3.      Krachtens artikel 53, lid 1, sub c, van verordening nr. 207/2009 inzake het gemeenschapsmerk juncto artikel 8, lid 4, van deze verordening kan het bestaan van een ander teken dan een merk leiden tot nietigverklaring van een gemeenschapsmerk wanneer dit andere teken cumulatief aan vier voorwaarden voldoet: het moet worden gebruikt in het economisch verkeer; het moet een meer dan alleen plaatselijke betekenis hebben; de rechten op dit teken moeten zijn verkregen overeenkomstig het recht van de lidstaat waar het teken vóór de indiening van de gemeenschapsmerkaanvraag werd gebruikt; tot slot moet dit teken de houder ervan het recht verlenen om het gebruik van een later merk te verbieden. Deze vier voorwaarden beperken het aantal andere tekens dan merken die kunnen worden aangevoerd ter bestrijding van de geldigheid van een gemeenschapsmerk op het gehele grondgebied van de Gemeenschap overeenkomstig artikel 1, lid 2, van verordening nr. 207/2009.

De eerste twee voorwaarden, namelijk die inzake het gebruik en de betekenis – die niet alleen plaatselijk mag zijn – van het aangevoerde teken, volgen uit de bewoordingen van artikel 8, lid 4, van verordening nr. 207/2009 en moeten dus tegen de achtergrond van het Unierecht worden uitgelegd. Verordening nr. 207/2009 stelt derhalve uniforme maatstaven vast inzake het gebruik van tekens en hun betekenis, die in overeenstemming zijn met de beginselen die aan het door deze verordening opgezette stelsel ten grondslag liggen.

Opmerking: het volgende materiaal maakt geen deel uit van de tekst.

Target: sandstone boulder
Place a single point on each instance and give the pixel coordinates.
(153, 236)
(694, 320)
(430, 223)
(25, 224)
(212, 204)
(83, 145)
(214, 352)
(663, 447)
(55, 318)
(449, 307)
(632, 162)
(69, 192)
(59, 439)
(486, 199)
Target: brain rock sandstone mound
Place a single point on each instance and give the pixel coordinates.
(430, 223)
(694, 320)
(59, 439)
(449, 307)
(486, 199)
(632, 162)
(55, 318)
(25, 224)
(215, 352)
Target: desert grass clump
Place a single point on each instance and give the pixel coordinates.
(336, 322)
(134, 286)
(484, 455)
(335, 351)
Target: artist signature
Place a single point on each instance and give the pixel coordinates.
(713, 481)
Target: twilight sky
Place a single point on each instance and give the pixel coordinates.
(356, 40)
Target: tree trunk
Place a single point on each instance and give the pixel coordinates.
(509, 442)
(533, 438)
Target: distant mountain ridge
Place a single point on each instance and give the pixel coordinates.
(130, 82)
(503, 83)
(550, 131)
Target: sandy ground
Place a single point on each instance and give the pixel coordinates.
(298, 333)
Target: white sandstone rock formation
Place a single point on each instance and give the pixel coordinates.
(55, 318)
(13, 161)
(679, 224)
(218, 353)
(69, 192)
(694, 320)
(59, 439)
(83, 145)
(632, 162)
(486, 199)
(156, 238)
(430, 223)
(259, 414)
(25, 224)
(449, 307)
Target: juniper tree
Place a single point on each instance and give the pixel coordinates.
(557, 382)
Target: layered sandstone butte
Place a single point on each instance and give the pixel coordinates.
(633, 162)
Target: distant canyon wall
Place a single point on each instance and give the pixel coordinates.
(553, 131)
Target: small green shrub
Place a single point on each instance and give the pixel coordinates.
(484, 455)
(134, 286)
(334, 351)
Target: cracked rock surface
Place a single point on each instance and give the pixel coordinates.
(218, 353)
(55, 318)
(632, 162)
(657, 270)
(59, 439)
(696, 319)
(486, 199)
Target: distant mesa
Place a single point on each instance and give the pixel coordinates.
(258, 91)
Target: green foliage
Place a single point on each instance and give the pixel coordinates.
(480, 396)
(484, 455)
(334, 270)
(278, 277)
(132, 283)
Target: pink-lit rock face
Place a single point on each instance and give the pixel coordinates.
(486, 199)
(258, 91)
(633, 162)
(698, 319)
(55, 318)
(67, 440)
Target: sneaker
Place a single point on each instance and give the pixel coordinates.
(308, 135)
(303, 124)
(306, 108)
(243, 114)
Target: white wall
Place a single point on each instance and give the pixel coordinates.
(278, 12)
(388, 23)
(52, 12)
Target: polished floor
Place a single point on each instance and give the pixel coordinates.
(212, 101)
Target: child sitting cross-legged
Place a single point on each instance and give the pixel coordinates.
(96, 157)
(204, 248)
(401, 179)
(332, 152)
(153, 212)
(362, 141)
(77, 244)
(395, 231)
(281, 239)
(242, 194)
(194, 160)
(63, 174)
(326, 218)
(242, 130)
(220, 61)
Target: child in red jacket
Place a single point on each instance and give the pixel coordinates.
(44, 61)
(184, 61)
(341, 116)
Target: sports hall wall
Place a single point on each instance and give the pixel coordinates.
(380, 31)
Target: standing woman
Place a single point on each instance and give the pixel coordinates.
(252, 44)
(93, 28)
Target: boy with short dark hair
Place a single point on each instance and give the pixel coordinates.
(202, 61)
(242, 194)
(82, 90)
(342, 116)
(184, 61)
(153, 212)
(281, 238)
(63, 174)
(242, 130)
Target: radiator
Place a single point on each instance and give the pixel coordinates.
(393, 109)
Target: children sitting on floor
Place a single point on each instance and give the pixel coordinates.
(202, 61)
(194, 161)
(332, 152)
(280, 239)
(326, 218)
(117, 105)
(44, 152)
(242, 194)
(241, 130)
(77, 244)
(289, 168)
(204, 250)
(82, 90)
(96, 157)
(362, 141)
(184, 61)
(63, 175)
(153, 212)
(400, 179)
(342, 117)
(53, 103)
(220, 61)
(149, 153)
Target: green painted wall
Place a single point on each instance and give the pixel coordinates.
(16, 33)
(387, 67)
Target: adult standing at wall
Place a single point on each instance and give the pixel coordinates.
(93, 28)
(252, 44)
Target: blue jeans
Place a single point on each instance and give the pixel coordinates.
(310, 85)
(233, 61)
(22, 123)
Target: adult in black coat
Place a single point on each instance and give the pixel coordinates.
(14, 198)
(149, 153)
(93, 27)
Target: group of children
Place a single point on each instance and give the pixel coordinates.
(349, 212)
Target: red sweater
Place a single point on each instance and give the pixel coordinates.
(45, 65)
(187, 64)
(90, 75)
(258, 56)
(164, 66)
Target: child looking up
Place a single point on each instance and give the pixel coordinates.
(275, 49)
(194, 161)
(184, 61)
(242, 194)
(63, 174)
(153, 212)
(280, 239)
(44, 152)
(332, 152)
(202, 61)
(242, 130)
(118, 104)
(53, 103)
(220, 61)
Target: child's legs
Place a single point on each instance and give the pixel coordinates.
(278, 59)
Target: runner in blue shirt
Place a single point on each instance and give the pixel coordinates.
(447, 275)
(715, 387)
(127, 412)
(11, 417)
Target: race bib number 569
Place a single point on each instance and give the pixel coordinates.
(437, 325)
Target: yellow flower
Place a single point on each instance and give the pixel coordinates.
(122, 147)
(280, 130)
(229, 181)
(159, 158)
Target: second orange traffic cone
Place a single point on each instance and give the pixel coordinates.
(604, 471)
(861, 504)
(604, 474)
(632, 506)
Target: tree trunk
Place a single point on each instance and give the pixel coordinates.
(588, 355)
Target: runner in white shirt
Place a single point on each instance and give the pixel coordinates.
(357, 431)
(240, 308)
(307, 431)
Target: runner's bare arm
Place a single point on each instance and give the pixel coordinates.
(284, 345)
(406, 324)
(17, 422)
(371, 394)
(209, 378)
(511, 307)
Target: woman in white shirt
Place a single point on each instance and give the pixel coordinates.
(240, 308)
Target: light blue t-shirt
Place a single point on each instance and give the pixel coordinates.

Uit het gebruik van het zinsdeel „indien en voor zover krachtens het voor dat teken geldende recht van de lidstaat” volgt daarentegen dat de twee overige voorwaarden, die in artikel 8, lid 4, sub a en b, van verordening nr. 207/2009 zijn genoemd, door die verordening vastgestelde voorwaarden zijn die, anders dan de voorgaande voorwaarden, moeten worden beoordeeld tegen de achtergrond van de criteria die zijn vastgesteld in het recht dat het aangevoerde teken beheerst. Deze verwijzing naar het recht dat het aangevoerde teken beheerst, is volkomen gerechtvaardigd, aangezien op basis van verordening nr. 207/2009 tekens die niet onder het stelsel van het gemeenschapsmerk vallen, kunnen worden aangevoerd tegen een gemeenschapsmerk. Bijgevolg kan alleen op basis van het recht dat het aangevoerde teken beheerst, worden bepaald of dit teken ouder is dan het gemeenschapsmerk en of het een verbod op het gebruik van een jonger merk kan rechtvaardigen.

(cf. punten 27‑29)

4.      Het Gerecht mag bij zijn onderzoek van de uitlegging door het Bureau voor harmonisatie binnen de interne markt (merken, tekeningen en modellen) van het nationale recht waarnaar het Unierecht verwijst, rekening houden met een arrest van een nationale rechterlijke instantie dat een ommekeer in de rechtspraak teweegbrengt, zelfs indien het dateert van na de bestreden beslissing. Een dergelijke ommekeer is immers in beginsel met terugwerkende kracht van toepassing op bestaande situaties.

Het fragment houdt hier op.